Yes, “Halloween” ranks high on many people’s list when it comes to fear. Just a tidbit, I was watching the classic last week in a dark room and about 20 minutes into the film I decided to turn on the lights and stop watching. Was I scared, slightly, but at the same time I just wanted to ensure I didn’t have any nightmares for the night.

The premise is quite simple; a masked killer stalks a babysitter and her friends on Halloween night. This is a formula that was beaten to death by a series of horror flicks in the 1980s that gave rise to the horror genre. What is worse is the fact that those movies had no element of originality at all.

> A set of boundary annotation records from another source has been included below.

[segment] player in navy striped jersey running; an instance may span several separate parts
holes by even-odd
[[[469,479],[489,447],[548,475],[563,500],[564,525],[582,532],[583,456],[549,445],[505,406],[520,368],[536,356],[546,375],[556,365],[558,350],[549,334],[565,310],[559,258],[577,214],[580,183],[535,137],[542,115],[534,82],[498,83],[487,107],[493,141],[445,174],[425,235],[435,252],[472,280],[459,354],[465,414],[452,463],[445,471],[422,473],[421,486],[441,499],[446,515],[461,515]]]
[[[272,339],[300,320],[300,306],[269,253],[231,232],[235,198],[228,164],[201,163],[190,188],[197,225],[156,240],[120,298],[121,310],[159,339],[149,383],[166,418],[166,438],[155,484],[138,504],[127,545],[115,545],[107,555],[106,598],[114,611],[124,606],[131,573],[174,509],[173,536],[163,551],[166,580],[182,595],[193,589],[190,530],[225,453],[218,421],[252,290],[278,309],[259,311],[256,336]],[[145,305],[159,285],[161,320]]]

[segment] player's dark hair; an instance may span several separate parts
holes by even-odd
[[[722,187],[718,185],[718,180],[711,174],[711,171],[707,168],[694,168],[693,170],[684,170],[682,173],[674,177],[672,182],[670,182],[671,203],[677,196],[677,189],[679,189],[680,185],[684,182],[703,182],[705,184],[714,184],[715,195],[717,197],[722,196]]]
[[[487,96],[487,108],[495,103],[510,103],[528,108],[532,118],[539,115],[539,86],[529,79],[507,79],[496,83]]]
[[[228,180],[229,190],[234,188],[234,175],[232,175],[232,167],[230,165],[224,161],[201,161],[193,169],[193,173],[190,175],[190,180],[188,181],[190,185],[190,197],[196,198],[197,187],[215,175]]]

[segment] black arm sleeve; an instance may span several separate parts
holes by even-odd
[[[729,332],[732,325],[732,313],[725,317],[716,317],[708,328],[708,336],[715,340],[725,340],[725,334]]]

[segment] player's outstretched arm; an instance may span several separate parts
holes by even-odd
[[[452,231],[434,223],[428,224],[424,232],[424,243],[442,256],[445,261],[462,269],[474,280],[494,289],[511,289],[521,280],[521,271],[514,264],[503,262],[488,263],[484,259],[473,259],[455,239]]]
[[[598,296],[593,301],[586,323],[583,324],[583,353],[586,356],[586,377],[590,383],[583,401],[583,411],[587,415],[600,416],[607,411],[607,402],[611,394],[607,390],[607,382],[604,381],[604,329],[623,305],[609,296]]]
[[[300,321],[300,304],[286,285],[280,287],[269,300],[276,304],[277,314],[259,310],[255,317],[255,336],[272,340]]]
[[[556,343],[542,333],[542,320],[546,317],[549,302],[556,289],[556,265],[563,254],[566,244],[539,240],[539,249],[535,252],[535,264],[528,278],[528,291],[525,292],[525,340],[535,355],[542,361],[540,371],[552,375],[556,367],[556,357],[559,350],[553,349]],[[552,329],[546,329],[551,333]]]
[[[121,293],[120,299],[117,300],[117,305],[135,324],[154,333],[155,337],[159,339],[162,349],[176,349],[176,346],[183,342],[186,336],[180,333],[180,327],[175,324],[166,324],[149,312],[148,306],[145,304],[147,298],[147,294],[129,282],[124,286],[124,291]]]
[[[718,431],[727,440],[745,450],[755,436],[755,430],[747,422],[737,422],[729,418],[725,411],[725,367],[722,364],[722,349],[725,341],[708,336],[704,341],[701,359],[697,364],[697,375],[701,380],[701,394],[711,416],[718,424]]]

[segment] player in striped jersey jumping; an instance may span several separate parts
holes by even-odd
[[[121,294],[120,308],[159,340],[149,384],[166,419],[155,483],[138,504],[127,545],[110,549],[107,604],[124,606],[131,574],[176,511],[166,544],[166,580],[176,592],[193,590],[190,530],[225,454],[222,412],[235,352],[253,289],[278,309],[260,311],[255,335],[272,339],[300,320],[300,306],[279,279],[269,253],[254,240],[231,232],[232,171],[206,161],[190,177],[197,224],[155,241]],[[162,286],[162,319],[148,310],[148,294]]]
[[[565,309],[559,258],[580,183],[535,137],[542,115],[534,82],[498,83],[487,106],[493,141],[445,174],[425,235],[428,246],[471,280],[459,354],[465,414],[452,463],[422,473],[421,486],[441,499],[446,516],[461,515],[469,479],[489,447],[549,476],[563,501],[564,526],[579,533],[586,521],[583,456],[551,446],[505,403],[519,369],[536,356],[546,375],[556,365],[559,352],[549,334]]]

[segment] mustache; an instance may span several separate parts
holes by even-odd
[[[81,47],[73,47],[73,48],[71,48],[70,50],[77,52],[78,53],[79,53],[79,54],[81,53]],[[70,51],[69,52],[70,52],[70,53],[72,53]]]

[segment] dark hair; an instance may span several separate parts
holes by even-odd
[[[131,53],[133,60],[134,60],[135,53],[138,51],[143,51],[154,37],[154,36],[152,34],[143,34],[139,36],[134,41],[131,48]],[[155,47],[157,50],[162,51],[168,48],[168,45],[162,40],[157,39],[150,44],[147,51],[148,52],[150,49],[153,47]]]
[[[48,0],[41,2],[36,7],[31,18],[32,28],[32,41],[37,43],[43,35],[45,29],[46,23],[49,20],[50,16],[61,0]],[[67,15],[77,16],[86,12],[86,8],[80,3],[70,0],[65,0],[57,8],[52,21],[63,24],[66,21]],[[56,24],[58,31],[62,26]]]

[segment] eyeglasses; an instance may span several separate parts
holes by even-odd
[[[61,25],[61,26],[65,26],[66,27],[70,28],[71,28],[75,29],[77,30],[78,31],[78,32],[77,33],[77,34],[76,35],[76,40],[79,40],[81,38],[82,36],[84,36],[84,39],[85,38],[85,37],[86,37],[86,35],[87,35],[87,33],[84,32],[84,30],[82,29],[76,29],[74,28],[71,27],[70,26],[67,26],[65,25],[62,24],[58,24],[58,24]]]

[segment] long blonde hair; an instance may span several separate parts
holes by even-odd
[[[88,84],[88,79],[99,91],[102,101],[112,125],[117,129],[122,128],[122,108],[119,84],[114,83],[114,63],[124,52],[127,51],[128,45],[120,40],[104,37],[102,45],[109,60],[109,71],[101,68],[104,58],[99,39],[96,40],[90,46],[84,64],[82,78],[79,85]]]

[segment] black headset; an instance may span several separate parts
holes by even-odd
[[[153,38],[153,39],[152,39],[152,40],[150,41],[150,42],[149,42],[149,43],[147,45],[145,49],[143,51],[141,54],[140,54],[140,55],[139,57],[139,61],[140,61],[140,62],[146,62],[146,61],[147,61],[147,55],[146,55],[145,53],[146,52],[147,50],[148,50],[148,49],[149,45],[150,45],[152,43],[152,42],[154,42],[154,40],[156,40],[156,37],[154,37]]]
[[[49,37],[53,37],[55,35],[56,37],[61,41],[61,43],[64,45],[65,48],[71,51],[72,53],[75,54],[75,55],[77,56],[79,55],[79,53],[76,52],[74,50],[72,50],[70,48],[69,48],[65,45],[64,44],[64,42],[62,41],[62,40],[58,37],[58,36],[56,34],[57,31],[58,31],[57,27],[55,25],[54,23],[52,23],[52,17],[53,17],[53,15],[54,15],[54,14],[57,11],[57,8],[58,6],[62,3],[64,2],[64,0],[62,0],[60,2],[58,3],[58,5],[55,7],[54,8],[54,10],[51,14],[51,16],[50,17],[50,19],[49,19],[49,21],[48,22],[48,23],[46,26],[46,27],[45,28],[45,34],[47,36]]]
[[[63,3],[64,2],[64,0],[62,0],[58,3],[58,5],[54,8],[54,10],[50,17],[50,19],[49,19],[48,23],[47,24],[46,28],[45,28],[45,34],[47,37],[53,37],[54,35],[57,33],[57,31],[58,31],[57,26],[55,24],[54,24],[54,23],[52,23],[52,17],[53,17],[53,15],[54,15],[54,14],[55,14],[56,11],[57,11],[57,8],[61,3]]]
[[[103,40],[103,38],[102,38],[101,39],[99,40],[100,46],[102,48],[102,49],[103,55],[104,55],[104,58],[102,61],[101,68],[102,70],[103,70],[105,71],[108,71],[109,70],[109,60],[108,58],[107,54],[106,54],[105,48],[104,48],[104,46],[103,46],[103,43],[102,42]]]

“Halloween” has a level of simplicity and character development that runs throughout the flick. We have Jamie Lee Curtis who is impeccable in her performance of heroine Laurie Strode. She senses something off in the very beginning of the movie and that dread carries on throughout the film until the climax.

We have the incredible Donald Pleasance portraying Dr. Samuel Loomis. Loomis is that character who the audience knows will take a bullet to stop the menacing Michael Myers. There are so many occasions where he comes close to coming face-to-face with this evil, but is slightly a few seconds too late.

The reason “Halloween” is the scariest movie of all-time is because of two things: Michael Myers and John’ Carpenter’s creepy score. Yep, that music alone might be the best score I’ve EVER heard in cinematic history. The movie starts with that creepy tone and it carries on throughout the movie to heighten the level of suspense and dread for the audience.

The icing on the cake is our villain Michael Myers. We get a tinge of his psyche in the opening sequence where 6-year-old Michael fatally stabs his sister. He’s then locked away in a mental institution for nearly 15 years, when one rainy night he escapes and heads back home to Haddonfield.

Once home he begins to stalk the residents of this quiet town, and soon fixates his horror on Laurie Strode and her friends. We also have the element that the killer is no dummy he carefully stages situations to catch his prey, heck he even teases the kids in the movie to call his bluff and let the adults know about his existence.

The ending of “Halloween” is classic; the villain is shot multiple times and appears very much dead. The audience soon realizes Michael is still alive and kicking. This is a movie that ends where the villain is not banished away, something that is all too common in most flicks. All I can say is if there is one flick that you must watch to get a great scare its “Halloween.” Be certain to turn off the lights, but let’s face it how many of us can actually do that?